Uitspraak
RECHTBANK MIDDEN-NEDERLAND
1.[gedaagde sub 1] ,
[gedaagde sub 2],
[gedaagde sub 3],
[gedaagde sub 4],
Rechtbank Midden-Nederland
In deze zaak heeft de Rechtbank Midden-Nederland op 27 juli 2018 een vonnis gewezen in kort geding, waarin de eiseres, een vereniging, vorderingen heeft ingesteld tegen een aantal gedaagden die zich als interim bestuur van de vereniging hebben gepresenteerd. De eiseres stelt dat de gedaagden zich ten onrechte als bestuurders voordoen, terwijl het legitieme bestuur op 27 maart 2018 is gekozen. De gedaagden hebben op 29 juni 2018 een bijeenkomst gehouden, waar zij zichzelf als interim bestuur hebben benoemd, maar de eiseres betwist de rechtsgeldigheid van deze bijeenkomst en de besluiten die daar zijn genomen.

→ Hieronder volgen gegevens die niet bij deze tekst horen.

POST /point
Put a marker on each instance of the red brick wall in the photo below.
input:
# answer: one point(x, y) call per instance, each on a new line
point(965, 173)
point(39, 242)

De rechtbank heeft vastgesteld dat de gedaagden sub 1 tot en met 3 met onmiddellijke ingang moeten worden verboden zich voor te doen als bestuur van de vereniging. De voorzieningenrechter oordeelt dat de verkiezing van het bestuur op 27 maart 2018 niet in overeenstemming met de statuten heeft plaatsgevonden, en dat de gedaagden niet als bestuurders kunnen worden aangemerkt. De vorderingen van de eiseres om de inschrijving van het legitieme bestuur bij de Kamer van Koophandel te herstellen en de machtigingen bij de bank te herstellen zijn grotendeels toegewezen. De gedaagden zijn hoofdelijk veroordeeld tot het betalen van een dwangsom voor elke dag dat zij in strijd met het vonnis handelen.
De uitspraak benadrukt het belang van de statutaire procedures binnen verenigingen en de rechtsgeldigheid van bestuursverkiezingen. De rechter heeft de proceskosten gecompenseerd, waarbij iedere partij de eigen kosten draagt. Het vonnis is uitvoerbaar bij voorraad, wat betekent dat de gedaagden onmiddellijk aan de uitspraak moeten voldoen, ongeacht eventuele hoger beroep procedures.